Para alguns, de tão vigoroso, o texto era um sinal de que o alemão não seria eleito Papa. No dia seguinte, quando a fumaça branca saiu pela chaminé da Capela Sistina, ficou claro que Ratzinger havia recebido a aprovação pela homilia do dia anterior. Hoje, quando seu papado completa quatro anos, o texto da véspera da posse parece uma premonição de como Bento XVI planejava guiar 1,1 bilhão de católicos em todo o mundo.
Seu papado tem sido marcado por um direcionamento de linha bastante conservadora, preocupado em garantir uma "verdadeira" identidade católica. Para isso, ele vem tentando reconciliar duas alas da Igreja que divergiram após o estabelecimento do Concílio Vaticano II: os tradicionalistas e os progressistas.
Convocado em 1961 pelo Papa João Paulo XXIII, o Concílio Vaticano II propunha abrir a Igreja Católica para o mundo moderno. Mas diferentes interpretações apareceram dos documentos que resultaram do encontro.
Abertura
Num primeiro período, de cerca de 20 anos, até o início do Pontificado de João Paulo II, em 1978, prevaleceu a ideia de um novo rumo para a Igreja, com revisões de questões relacionadas à vida religiosa, à liturgia e ao ecumenismo. Passou-se a ter mais liberdade na forma de celebração das missas e abriu-se o diálogo com outras religiões.
"Essa interpretação do Concílio como a Teologia da Libertação foi muito forte em partes da América Latina e, especialmente, no Brasil. Mas com a eleição de João Paulo II, ganhou força uma outra interpretação do Concílio, que o vê como uma continuidade da tradição. É essa a visão do atual Papa", diz Maria José Fontelas Rosado-Nunes, professora da cadeira de Gênero e Religião da Pós-graduação em Ciências da Religião da Pontifícia Universidade Católica de São Paulo (PUCSP).
Doutrina
Ratzinger tornou-se o líder da Igreja Católica depois de 23 anos à frente da Congregação para a Doutrina da Fé, em que era responsável por defender e difundir a doutrina católica. Em grande parte, como ideólogo de seu predecessor, ele foi o responsável pela retomada conservadora do Vaticano. Foi esse cargo de "guardião da fé" que lhe rendeu o apelido "Rottweiller de Deus".

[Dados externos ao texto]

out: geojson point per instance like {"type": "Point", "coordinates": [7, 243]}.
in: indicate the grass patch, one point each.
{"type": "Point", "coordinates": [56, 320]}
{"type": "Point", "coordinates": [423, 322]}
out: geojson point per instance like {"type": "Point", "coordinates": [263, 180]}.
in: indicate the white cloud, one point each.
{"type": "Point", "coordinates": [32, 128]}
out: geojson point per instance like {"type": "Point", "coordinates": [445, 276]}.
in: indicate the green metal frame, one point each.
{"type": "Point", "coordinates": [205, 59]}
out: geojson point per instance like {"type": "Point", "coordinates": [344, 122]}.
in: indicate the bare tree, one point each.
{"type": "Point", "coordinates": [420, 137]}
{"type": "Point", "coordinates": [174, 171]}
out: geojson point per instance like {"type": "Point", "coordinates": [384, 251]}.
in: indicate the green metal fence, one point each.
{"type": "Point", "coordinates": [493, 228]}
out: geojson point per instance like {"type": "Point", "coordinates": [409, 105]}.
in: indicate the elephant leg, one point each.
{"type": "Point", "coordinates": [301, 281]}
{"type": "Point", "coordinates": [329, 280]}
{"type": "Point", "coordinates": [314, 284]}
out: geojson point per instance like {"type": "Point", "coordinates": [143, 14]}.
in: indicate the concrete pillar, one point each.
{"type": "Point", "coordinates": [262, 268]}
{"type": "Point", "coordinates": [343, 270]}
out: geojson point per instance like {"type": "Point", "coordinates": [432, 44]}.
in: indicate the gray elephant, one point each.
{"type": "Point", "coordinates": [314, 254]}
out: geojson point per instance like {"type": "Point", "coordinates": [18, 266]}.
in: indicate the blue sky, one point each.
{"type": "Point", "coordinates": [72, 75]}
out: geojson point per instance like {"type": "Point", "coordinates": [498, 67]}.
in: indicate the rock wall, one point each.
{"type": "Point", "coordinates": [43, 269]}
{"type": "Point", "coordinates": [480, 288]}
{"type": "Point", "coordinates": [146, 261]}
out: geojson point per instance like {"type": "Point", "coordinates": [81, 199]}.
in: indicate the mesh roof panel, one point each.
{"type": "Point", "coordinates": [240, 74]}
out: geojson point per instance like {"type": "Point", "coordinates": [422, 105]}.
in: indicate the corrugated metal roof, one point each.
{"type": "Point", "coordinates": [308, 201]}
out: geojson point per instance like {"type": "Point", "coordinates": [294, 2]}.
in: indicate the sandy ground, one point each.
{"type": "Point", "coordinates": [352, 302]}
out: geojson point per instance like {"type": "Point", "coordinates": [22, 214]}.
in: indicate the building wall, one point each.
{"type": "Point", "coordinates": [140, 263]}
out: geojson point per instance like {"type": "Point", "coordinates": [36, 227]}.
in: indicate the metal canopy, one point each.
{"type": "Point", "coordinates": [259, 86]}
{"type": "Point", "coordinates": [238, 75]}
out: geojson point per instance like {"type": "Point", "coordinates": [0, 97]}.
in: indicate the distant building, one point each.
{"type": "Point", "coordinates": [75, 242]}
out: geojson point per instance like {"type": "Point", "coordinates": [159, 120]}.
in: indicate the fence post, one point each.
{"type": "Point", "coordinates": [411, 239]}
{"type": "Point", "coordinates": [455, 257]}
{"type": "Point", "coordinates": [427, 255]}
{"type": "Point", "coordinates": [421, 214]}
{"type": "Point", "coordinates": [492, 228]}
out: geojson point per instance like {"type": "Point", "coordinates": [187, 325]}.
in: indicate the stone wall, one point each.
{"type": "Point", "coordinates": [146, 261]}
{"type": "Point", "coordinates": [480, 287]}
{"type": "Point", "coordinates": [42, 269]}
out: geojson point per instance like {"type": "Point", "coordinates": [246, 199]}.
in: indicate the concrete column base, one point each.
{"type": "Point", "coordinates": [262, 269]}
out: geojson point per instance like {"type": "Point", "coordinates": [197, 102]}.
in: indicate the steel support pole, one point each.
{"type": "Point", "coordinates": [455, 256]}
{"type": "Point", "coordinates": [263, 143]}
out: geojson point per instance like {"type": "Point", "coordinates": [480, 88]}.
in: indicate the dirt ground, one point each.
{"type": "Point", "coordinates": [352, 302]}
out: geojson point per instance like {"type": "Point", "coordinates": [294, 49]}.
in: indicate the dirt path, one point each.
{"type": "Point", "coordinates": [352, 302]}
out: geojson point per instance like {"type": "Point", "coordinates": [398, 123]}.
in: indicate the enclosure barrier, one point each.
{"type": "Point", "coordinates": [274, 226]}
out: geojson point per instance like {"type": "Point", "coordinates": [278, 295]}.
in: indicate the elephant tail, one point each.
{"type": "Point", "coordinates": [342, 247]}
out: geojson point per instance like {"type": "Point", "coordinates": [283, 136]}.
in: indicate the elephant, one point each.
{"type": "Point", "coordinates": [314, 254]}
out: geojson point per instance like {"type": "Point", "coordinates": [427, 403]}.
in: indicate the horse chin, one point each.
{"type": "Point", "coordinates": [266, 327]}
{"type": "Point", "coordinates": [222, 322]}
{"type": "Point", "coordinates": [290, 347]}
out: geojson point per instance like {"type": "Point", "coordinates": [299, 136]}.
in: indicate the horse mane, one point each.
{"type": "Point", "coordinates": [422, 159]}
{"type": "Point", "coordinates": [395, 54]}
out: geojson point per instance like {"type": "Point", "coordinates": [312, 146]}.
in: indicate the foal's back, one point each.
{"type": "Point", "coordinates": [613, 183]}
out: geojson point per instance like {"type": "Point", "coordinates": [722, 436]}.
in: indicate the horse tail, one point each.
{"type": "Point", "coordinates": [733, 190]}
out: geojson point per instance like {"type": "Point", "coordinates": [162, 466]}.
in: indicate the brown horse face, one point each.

Temendo que o reconhecimento de outras religiões como "verdadeiras" levem a uma indiferença religiosa, Bento XVI promove uma doutrina sem relativismos, tradicional, em busca de uma identidade católica clara.
E aí o motivo de tantas polêmicas de seu papado: a condenação ao uso da camisinha, ao feminismo, ao ato homossexual. "Uma das questões mais características da Igreja Católica é a unidade. Não tem achismo na Igreja. A Igreja usa as fontes da revelação para nos propor as suas verdades. Claro, nem tudo é dogma. São vários graus de verdades. Algumas são dogmas, outras são definitivas, outras são ensinamentos morais. Agora, o critério de verdade não pode ser a opinião de cada um, de um teólogo x. A gente não pode ter relativismo em relação à doutrina do magistério. E neste ponto o Papa Bento XVI tem dado muita ênfase", diz dom Fernando Rifan, bispo da Administração Apostólica Pessoal São João Maria Vianney, em Campos, no Rio de Janeiro.